Vallée des Reines
"Le plafond de Néfertari m'a fait oublier de respirer, l'espace d'une seconde."
Un pendant plus discret et peint de la Vallée des Rois, où la tombe de Néfertari conserve certaines des couleurs les plus vives d'Égypte.
Nous avons traversé le Nil tôt, avant que la chaleur n’ait le temps de s’installer, et nous avons roulé jusqu’à la rive ouest, là où la route grimpe dans une vallée sèche et décolorée que les anciens Égyptiens appelaient Ta-Set-Néferou, “le lieu de la beauté”. Lia m’avait lu ce nom la veille au soir dans un guide, dans notre chambre d’hôtel à Louxor, et je me souviens avoir trouvé qu’il sonnait presque trop doux pour un endroit entouré d’autant de roche nue. Mais debout à l’entrée de la vallée, à regarder la lumière frapper les falaises, j’ai compris. Environ quatre-vingt-dix tombes sont creusées dans ce sol, dernières demeures de reines, de princes et de princesses des XVIIIe à XXe dynasties, et les artisans du village voisin de Deir el-Medineh les ont presque toutes taillées à la main.
Nous avions réservé notre créneau pour la tombe de Néfertari des semaines à l’avance — le nombre de visiteurs est limité pour préserver les enduits peints, et l’entrée se paie séparément du billet général pour la vallée. J’avoue que j’étais sceptique à l’idée qu’un lieu puisse être à la hauteur d’une telle réputation.
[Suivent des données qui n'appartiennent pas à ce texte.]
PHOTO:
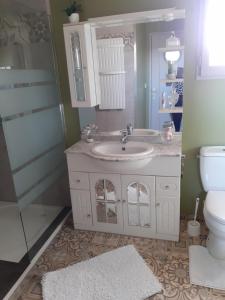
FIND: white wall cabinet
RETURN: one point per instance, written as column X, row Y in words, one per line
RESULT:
column 147, row 206
column 82, row 64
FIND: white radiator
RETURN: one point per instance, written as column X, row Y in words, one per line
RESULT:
column 112, row 73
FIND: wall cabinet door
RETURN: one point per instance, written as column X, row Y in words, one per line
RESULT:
column 106, row 202
column 168, row 205
column 138, row 194
column 82, row 64
column 81, row 206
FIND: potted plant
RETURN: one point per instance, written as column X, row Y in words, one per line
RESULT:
column 72, row 12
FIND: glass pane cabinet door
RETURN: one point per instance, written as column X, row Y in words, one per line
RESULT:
column 138, row 198
column 106, row 201
column 138, row 193
column 106, row 205
column 77, row 67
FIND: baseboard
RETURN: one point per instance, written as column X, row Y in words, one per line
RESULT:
column 36, row 257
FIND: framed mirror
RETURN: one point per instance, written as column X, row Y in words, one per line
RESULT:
column 150, row 68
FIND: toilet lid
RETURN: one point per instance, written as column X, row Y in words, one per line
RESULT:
column 215, row 205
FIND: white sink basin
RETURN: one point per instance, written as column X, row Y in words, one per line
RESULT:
column 115, row 155
column 136, row 132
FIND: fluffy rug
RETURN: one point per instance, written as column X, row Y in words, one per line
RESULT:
column 120, row 274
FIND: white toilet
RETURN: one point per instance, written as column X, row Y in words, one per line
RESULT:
column 212, row 169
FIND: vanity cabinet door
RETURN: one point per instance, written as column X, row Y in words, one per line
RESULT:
column 106, row 202
column 82, row 64
column 81, row 206
column 168, row 205
column 138, row 194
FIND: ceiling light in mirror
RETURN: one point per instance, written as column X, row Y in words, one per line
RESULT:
column 172, row 56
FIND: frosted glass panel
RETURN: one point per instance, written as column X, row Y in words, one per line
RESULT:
column 19, row 100
column 9, row 77
column 31, row 174
column 41, row 187
column 31, row 135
Puis nous avons descendu les marches jusqu’à la chambre funéraire, et je me suis simplement arrêté. Les couleurs étaient irréelles : des bleus profonds, des ocres et des rouges qui ont gardé leur pigment après plus de trois mille ans, Néfertari peinte en plein geste, faisant offrande aux dieux, le visage serein et presque amusé. Ernesto Schiaparelli a découvert cette tombe en 1904, et je n’ai cessé de penser à ce qu’il avait dû ressentir en descendant une lampe dans ce silence et en découvrant ces murs pour la première fois.
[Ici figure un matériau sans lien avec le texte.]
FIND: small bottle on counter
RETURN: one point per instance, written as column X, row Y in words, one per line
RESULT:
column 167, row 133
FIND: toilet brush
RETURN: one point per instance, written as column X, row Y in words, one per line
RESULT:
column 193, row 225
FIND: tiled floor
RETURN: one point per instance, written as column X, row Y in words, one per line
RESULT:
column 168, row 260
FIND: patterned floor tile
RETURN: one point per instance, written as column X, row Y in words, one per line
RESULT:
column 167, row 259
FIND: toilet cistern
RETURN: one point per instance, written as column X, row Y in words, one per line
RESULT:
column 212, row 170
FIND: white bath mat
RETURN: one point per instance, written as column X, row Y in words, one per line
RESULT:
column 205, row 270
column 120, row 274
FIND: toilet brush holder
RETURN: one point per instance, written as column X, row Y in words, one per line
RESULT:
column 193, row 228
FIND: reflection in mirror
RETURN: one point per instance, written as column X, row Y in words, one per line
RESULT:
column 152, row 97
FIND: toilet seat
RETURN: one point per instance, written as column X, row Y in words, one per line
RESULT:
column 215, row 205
Une fois ressortis, la chaleur avait déjà grimpé, et nous nous sommes assis un moment dans le peu d’ombre trouvée près de l’entrée, buvant l’eau tiède de nos bouteilles et observant un groupe de guides locaux plaisanter à l’ombre d’un surplomb rocheux. Lia a fait remarquer à quel point cette vallée était différente de la Vallée des Rois que nous avions visitée deux jours plus tôt — plus petite, plus silencieuse, avec moins de cars de touristes, les tombes semblant plus intimes que monumentales. Nous nous sommes ensuite aventurés dans quelques tombes plus modestes et sans restriction, de princes et de reines moins connues, et même sans l’éclat de Néfertari, elles avaient leur propre dignité discrète, avec des contours estompés d’offrandes et de dieux encore lisibles sur les parois.
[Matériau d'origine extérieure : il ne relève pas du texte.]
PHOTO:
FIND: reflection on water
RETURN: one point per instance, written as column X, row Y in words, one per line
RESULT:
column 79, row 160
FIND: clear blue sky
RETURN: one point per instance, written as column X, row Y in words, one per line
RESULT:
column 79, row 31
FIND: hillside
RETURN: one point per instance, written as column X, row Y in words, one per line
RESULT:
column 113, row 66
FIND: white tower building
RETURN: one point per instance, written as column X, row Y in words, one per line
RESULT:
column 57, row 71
À midi, nous étions de retour à l’entrée, brûlés par le soleil et un peu hébétés, partageant un sachet de dattes acheté la veille à un étal de Louxor. Je ne crois pas que l’un de nous ait beaucoup parlé sur le chemin du retour vers le bateau — certains endroits demandent simplement le silence après coup.
Quand y aller : Privilégiez la période d’octobre à avril, quand la chaleur du désert reste supportable assez longtemps pour s’attarder devant les peintures — et réservez votre créneau pour la tombe de Néfertari bien à l’avance, car le quota quotidien de visiteurs se remplit vite.